Scientists have uncovered a surprising piece of the puzzle in the evolution of flight: a tiny wrist bone in certain dinosaurs that may have helped set the stage for birds to take to the skies.
A new study led by Dr. James Napoli of Stony Brook University reveals that two types of theropod dinosaurs had a special wrist bone called the pisiform.
This bone is known to be important for flight in birds today, but until now, researchers believed it was missing in non-bird dinosaurs.
The discovery, published in Nature, suggests that changes in wrist anatomy may have played a key role in the origin of flight—possibly even more than feathers or wings themselves.
The pisiform bone in birds is small but critical. It helps support the wing and makes it possible for birds to automatically fold their wings when they bend their elbows.
Its distinctive V-shaped notch also keeps the hand bones stable during flight.
This bone originally evolved as a type of sesamoid bone, like the kneecap, but in birds, it shifted positions and replaced another wrist bone called the ulnare.
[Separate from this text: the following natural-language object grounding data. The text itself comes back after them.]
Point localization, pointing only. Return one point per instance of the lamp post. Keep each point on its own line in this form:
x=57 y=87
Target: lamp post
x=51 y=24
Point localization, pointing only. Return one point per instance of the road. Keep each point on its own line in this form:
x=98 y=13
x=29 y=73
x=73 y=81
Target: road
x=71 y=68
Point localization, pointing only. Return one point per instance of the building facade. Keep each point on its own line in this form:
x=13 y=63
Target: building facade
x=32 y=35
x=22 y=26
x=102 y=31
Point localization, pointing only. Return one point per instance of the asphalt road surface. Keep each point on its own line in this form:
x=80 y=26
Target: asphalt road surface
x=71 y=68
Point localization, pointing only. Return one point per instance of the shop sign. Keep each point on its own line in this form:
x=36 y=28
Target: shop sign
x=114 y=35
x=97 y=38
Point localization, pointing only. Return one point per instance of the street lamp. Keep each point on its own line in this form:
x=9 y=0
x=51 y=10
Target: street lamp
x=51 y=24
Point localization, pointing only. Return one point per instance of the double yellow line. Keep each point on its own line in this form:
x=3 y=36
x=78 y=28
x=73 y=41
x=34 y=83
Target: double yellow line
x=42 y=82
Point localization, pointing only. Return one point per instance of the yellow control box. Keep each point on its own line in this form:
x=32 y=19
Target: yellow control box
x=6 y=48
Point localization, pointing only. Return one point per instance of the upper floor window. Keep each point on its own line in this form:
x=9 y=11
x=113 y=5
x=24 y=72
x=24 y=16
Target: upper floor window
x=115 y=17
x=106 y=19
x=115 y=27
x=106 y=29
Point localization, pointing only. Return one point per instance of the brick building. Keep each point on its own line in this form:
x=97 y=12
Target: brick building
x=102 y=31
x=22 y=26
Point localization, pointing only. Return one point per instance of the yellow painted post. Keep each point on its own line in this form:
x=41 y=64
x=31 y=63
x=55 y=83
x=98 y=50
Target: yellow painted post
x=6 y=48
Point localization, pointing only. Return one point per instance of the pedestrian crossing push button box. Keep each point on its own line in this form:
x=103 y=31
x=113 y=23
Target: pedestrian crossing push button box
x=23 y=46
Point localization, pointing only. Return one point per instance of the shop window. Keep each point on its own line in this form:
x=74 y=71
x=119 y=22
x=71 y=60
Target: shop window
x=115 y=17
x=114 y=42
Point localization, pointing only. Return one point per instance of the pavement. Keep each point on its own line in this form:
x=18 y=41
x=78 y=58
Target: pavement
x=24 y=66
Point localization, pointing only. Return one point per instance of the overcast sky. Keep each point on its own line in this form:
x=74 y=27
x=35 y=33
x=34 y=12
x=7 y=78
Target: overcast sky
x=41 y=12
Dr. Napoli and his team studied fossils of two theropods: a troodontid, a birdlike raptor similar to Velociraptor, and an oviraptorid, a feathered, beaked dinosaur.
Thanks to exceptionally well-preserved fossils and high-resolution CT scans, the researchers were able to digitally isolate the wrist bones and identify the pisiform in a new, migrated position—previously believed to be unique to birds.
This is the first time that a migrated pisiform has been found in a non-bird meat-eating dinosaur. Dr. Napoli believes this shift in bone position may have been a critical step in the evolution of flight.
Interestingly, these wrist changes appear only in a group of dinosaurs known as Pennaraptora, which includes dromaeosaurids like Velociraptor, as well as troodontids and oviraptorosaurs.
This group is known for many birdlike traits, including feathers and wings, and is thought to include some species that experimented with different forms of flight.
The researchers say it’s still unclear how many times flight evolved in dinosaurs—possibly two or even five separate times—but the new findings suggest that the wrist bone change came first. That structural shift may have enabled the complex arm and wing movements needed for flying.
As scientists continue to study the fine details of dinosaur bones, especially the wrist, they’re uncovering more evidence that bird features evolved step by step—and that what we think of as “bird bones” were already taking shape in their dinosaur ancestors.